映画「一粒の麦」を上映 山田火砂子監督が思い語る

映画「一粒の麦」を上映 山田火砂子監督が思い語る
映画上映前の舞台あいさつに臨む山田監督

 映画「一粒の麦 荻野吟子の生涯」の上映会が23日、苫小牧市文化交流センターで開かれた。日本人女性として初めて医師国家試験に合格した明治時代の女性、荻野吟子(1851~1913年)の一生を追った作品。

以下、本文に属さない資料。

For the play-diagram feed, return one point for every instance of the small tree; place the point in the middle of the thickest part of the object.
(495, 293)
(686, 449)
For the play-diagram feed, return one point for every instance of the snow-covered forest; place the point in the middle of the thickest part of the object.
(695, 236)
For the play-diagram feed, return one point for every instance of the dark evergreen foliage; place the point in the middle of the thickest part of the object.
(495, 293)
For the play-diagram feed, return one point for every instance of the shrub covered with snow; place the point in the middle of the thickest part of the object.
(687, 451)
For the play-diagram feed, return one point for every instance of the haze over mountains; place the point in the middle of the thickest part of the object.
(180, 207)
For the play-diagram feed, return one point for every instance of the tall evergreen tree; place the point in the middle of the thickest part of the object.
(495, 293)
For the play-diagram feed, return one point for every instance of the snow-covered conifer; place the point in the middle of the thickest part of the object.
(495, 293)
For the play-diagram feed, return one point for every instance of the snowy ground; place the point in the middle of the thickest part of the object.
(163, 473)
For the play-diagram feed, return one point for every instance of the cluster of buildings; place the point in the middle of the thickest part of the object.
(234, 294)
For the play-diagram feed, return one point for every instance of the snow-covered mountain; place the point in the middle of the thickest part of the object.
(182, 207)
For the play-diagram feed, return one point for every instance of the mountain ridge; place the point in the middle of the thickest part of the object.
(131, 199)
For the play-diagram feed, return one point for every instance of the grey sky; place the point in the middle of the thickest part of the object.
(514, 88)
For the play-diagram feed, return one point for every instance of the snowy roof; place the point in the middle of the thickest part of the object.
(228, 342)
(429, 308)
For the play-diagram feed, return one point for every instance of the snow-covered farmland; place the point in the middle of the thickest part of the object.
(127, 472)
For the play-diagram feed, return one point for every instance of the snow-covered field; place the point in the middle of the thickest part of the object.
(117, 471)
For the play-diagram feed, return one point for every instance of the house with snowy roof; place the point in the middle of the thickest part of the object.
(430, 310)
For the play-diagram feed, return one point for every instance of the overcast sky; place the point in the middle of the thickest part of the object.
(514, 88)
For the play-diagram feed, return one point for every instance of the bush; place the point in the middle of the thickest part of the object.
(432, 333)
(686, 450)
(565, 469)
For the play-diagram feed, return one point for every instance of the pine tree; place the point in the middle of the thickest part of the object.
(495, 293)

上映に当たり山田火砂子監督(88)が、映画に込めた男女平等参画社会への思いを語った。

 東京の現代ぷろだくしょんが、自社制作した作品を上映した。

 荻野吟子は17歳で結婚するも、夫から性病をうつされて離婚。医師を志して国家試験に合格すると、東京で医院を開業し、志方之善と結婚後は北海道に渡った。晩年は東京に戻り、治療に当たった。

 映画は、最初の結婚から亡くなるまでの波乱万丈の人生を描いた内容。若村麻由美が主演を務め、山本耕史、賀来千香子、柄本明、佐野史郎らが出演した。女性医師の前例はないと医師国家試験の受験を断られても諦めず、関係者らに粘り強く働き掛け、自分が進む道を自ら切り開いた姿などが描かれ、会場は深い感動に包まれた。

 山田監督は「男尊女卑の時代に強く生きた女性の姿を描くことができた」と説明。日本では今も女性医師の割合が経済協力開発機構(OECD)の中で最も少ないことに触れ、「今も決して男女平等ではない」と指摘した。国内の女性解放運動の先陣を切った矢嶋楫子を主人公にする次回作への制作意欲も語った。

 同作の上映会は2021年1月17日、千歳市民文化センター(北ガス文化ホール)でも開かれる。上映は午前10時半と午後2時からの2回。